What Is "MacArthur Park"?

Can someone expain the verse “MacArthur Park is melting in the rain; I don’t think I can take it because it took so long to bake it, and I’ll never have that recipe again…”

I get the symbolism about how love (and the effort to cultivate a relationship) is like the effort to bake the perfect cake, but what IS MacArthur Park? Is it a place, or the name of some exotic cake? All these years, this has been buggin’ me! - Jinx

It’s a park in Los Angeles. Someone who has been there will be along soon.

This has some interesting comments on the song, including a snippet from an interview with author Jimmy Webb.

He basically says, “I dunno. Beats the hell out of me, too.”
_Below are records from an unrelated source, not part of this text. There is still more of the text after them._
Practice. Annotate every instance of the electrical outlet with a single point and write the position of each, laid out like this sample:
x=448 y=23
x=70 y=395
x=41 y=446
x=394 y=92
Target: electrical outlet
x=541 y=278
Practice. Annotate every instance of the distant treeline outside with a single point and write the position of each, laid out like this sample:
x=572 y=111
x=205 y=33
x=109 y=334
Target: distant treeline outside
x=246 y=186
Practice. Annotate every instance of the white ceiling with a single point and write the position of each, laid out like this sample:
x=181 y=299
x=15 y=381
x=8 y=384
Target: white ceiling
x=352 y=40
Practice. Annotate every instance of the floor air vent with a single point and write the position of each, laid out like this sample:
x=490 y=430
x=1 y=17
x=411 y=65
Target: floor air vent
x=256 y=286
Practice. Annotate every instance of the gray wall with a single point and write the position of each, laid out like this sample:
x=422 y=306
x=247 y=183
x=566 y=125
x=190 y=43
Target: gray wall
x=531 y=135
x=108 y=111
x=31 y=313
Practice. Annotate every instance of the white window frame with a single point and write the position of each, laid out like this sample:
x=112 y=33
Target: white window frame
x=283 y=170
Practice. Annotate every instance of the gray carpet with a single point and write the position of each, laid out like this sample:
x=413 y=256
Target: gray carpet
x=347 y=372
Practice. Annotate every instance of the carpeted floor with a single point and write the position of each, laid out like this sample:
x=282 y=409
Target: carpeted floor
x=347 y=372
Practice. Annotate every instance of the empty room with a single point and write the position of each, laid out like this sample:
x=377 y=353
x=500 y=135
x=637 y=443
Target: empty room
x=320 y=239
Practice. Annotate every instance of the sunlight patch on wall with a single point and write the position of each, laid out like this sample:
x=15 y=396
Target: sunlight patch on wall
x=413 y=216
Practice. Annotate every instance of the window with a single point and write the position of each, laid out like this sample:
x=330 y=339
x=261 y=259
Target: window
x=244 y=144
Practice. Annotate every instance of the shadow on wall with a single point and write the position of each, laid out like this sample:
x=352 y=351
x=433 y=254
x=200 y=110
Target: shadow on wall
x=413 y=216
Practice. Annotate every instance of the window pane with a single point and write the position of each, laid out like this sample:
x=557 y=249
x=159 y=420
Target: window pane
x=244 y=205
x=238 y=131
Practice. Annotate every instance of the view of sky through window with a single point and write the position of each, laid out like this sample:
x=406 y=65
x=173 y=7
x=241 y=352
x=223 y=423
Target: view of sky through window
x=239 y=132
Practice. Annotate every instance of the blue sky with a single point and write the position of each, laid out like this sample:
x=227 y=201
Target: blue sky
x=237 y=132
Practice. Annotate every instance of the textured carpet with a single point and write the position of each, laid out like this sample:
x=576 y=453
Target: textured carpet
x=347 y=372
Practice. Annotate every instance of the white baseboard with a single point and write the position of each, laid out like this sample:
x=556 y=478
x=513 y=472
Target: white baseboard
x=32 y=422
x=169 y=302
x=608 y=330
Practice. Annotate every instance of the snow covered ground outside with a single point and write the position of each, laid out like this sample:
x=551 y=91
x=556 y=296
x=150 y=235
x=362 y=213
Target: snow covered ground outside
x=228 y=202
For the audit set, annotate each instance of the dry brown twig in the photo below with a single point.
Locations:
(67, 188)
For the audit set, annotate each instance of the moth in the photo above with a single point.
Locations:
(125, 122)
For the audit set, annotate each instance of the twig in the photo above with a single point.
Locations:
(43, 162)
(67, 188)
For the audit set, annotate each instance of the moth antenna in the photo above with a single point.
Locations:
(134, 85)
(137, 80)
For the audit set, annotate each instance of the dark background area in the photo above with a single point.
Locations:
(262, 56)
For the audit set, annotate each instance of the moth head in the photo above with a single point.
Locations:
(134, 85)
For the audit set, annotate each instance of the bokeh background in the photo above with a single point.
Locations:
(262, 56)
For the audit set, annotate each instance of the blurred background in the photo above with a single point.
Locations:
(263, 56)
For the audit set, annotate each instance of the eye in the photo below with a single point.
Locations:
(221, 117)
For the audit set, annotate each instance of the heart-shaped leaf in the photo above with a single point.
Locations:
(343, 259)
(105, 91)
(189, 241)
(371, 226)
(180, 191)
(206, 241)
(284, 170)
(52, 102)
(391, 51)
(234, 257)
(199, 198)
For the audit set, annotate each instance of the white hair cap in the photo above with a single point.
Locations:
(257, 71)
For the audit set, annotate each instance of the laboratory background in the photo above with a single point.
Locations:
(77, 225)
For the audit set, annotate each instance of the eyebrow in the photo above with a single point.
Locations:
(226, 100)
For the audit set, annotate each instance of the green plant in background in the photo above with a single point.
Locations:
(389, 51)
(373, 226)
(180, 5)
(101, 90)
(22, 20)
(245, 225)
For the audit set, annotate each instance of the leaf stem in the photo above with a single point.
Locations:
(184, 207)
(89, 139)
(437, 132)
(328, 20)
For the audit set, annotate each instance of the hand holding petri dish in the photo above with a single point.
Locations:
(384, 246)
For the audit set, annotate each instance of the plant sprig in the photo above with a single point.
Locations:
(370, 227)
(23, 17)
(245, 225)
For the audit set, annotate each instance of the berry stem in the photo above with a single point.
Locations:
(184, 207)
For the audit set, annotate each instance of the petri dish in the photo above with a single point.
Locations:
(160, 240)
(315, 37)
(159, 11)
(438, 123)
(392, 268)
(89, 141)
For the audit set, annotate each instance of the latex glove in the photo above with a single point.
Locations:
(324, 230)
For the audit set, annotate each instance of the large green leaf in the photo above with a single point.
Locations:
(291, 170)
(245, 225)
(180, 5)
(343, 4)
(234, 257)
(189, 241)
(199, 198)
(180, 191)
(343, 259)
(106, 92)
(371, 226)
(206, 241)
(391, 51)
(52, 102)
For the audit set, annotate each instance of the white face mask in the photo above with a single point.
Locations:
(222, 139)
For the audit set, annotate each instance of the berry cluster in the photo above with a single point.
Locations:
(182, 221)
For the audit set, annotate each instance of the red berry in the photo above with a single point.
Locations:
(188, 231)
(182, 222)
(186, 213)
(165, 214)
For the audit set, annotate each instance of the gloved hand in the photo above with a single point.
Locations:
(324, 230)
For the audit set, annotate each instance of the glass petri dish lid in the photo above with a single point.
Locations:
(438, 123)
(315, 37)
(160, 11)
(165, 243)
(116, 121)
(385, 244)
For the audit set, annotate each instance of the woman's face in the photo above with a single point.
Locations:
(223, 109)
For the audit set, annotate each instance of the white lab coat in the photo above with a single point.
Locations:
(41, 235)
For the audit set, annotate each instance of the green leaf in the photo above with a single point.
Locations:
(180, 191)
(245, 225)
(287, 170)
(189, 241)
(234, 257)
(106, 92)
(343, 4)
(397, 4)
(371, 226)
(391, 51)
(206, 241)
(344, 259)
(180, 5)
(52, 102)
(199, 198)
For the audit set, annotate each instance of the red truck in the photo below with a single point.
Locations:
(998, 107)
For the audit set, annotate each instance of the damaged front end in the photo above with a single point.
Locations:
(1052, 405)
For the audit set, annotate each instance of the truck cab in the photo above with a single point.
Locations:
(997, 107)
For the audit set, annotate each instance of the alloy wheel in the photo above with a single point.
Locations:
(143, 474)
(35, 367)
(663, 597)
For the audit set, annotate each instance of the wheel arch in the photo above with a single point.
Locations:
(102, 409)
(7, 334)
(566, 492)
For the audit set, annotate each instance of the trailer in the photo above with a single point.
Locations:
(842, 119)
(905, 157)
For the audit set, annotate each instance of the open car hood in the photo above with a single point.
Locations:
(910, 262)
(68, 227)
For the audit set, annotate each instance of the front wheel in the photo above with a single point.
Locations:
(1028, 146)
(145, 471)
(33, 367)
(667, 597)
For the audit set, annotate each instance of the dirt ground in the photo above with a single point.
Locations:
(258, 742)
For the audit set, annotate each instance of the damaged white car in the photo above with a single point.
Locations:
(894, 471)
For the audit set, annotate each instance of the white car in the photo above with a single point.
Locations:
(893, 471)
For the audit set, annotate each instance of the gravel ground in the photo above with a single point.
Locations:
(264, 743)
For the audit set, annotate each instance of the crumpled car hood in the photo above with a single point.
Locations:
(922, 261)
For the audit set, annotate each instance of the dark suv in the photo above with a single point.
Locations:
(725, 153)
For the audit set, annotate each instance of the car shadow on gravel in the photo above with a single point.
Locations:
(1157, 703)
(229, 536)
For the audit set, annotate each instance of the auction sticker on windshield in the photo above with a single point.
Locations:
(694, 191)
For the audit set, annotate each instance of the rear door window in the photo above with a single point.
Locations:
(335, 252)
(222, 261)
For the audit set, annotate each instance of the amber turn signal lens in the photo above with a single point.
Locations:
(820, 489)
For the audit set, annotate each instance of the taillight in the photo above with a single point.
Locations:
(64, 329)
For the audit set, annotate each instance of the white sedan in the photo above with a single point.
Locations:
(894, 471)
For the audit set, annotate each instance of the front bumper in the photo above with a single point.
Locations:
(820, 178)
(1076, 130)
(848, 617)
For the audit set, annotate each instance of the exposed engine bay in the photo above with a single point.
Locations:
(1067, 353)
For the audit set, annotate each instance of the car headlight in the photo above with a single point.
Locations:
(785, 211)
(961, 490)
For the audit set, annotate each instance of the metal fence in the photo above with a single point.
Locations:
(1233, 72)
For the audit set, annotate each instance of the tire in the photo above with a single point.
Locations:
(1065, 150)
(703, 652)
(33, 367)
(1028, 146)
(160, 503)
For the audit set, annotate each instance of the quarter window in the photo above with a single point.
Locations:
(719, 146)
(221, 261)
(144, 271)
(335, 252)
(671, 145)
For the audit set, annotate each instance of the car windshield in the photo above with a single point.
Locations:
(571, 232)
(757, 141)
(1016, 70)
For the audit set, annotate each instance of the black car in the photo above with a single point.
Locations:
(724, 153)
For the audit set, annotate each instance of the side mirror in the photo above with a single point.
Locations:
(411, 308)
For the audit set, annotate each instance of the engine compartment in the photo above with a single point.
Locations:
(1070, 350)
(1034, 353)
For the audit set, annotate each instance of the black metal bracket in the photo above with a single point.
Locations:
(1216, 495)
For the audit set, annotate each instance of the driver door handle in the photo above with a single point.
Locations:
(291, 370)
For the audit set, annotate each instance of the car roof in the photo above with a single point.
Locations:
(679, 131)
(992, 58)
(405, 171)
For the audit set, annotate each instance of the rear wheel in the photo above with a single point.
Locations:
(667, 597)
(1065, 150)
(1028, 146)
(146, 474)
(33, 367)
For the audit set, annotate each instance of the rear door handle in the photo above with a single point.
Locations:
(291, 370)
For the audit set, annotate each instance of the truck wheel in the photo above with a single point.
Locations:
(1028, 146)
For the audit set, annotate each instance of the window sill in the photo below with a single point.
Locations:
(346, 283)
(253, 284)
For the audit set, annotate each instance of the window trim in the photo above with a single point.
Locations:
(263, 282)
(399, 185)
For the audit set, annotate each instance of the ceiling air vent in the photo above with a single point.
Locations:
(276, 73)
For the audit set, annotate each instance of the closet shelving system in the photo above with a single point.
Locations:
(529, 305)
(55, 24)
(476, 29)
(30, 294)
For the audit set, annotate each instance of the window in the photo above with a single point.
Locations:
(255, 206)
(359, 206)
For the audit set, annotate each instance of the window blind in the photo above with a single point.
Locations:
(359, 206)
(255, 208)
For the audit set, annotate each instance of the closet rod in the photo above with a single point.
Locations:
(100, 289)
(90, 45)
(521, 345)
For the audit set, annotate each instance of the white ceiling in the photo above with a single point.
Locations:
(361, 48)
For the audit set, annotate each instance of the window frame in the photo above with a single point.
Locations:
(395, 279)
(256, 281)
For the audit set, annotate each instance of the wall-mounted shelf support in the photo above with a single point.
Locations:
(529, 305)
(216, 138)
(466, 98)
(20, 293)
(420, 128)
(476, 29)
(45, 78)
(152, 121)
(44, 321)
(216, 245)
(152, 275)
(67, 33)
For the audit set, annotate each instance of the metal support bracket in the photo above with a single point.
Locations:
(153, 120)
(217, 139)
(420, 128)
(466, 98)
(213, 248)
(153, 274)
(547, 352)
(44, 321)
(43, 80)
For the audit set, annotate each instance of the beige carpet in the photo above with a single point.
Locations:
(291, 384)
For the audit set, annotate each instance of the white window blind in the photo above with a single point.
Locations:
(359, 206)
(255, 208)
http://dav4is.8m.com/Music/macarthur.html

There’s symbolism in the song? I have never noticed. :smack:

Mind you, everytime I hear the song, I have been laughing so hard I guess I never noticed there may have been symbolism in there.

Someone left the cake out in the rain?
Funniest line in a song. Period.

(thanks to Dave Barry for tipping me off to this great piece of music)

It’s too bad the song is held back somewhat by its more-obscure-than-a-squonk lyrics; it’s one of the best compositions in 20th century music, at least IMHO.

Yeah, I liked the music too until I listened to the lyrics…“all the sweet green icing flowing down.”

At one time it was voted “Worst popular song ever” by a large group, but I don’t remember who.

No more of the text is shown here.